On the Estimation of Cure Rate in the Presence of Prognostic Factors using Various Discrete Count Distributions

¹Department of Statistics, Mata Sundri College for Women, University of Delhi, India
²Department of Statistics, Hindu College, University of Delhi, India
³Department of Statistics, Faculty of Mathematical Sciences, University of Delhi, India
⁴Department of Statistics, Ram Lal Anand College, University of Delhi, India

^*Correspondence: Seema Pant, Department of Statistics, Ram Lal Anand College, University of Delhi, India, Email:

Received: 29-Dec-2021, Manuscript No. iphsj-22-12229; Editor assigned: 02-Jan-2022, Pre QC No. P-12229; Reviewed: 16-Jan-2022, QC No. Q-12229; Revised: 21-Jan-2022, Manuscript No. iphsj-22-12229 (R); Published: 29-Jan-2022, DOI: 10.36648/1791-809X.16.1.910

Abstract

Background: Owing to the new treatments and medicines, many cancer patients get cured of the disease and they do not experience the event of interest (death). Such patients constitute the cure fraction. To analyze survival data related to diseases with cured fraction, cure rate models have been found to be more appropriate as compared to the standard survival models. Promotional Time Cure Rate Model is one such model and it assumes that the patient death may have been caused due to some latent competing causes. In our case we have assumed that the number of competing causes follow either Binomial or Poisson or Negative Binomial Distribution.

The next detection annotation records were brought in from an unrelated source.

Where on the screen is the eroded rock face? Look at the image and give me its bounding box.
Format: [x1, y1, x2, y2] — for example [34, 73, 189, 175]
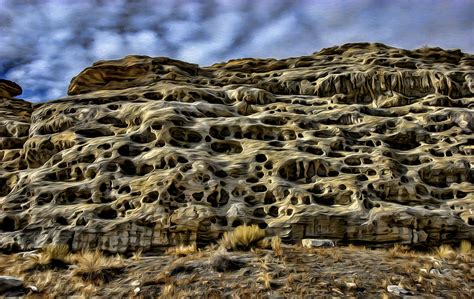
[0, 44, 474, 252]
[0, 79, 23, 98]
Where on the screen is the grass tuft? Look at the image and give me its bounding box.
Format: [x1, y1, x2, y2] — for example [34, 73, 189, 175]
[435, 245, 456, 259]
[72, 250, 124, 285]
[27, 244, 71, 271]
[166, 243, 198, 256]
[219, 224, 265, 251]
[459, 240, 472, 254]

Material and Methods: Parameter estimation has been done by Bayesian approach, using Markov Chain Monte Carlo (MCMC) technique. A real dataset from a breast cancer data of 85 patients is used to illustrate the proposed methodology. The software’s Open BUGS and STATA is used for the analysis purpose.

Results: The DIC value of binomial distribution is 143.8 which is least among the three distributions which we have considered for analysis. Also, the predictors Age, tumor size and tumor Grade are found to be significant. The cure rate is found to be 11.58 using the Binomial distribution as the distribution of the latent variable N. The overall cure rate is found to be 13.94 in the presence of predictors.

Conclusion: The findings revealed that Binomial – Exponential distribution with a cure fraction can be an interesting option to explain/predict the survival time and distribution of latent variables in Promotional Time Cure Model as compared to Negative Binomial and Poisson distribution in breast cancer patients.

Keywords

Cure rate; Binomial distribution; Latent variables; Promotional time cure model; MCMC technique; Bayesian estimatese

Introduction

In statistical literature, cure models have been continuing to play a pivotal role. Although under-utilized as a statistical tool, their importance can be understood in studying, characterizing, analyzing and describing survival of cancer patients when observed from a long term perspective. The standard survival models assume the same level of susceptibility to disease for all the subjects. They don’t take into account those subjects who will never experience the event of interest as they are cured of the disease. This calls in the need for special models in the case of diseases like Cancer, HIV where in there are long time survivors or cured patients. Due to the modern treatments and medicines there are some patients who are cured permanently and hence they have the same chance of a relapse or dying from the disease as the individuals who do not have the disease. Such patients are called cured or immunes. Their survival times are censored at the end of the follow- up time. Those patients who do not get cured are called susceptible. By plotting KM curve, we can find out if there is a proportion of patients who are long term survivors and can be put in the category of cured or immunes. A long plateau on the right reflects that there is a cured fraction in the data and cure models should be employed to model the life times of long time survivors.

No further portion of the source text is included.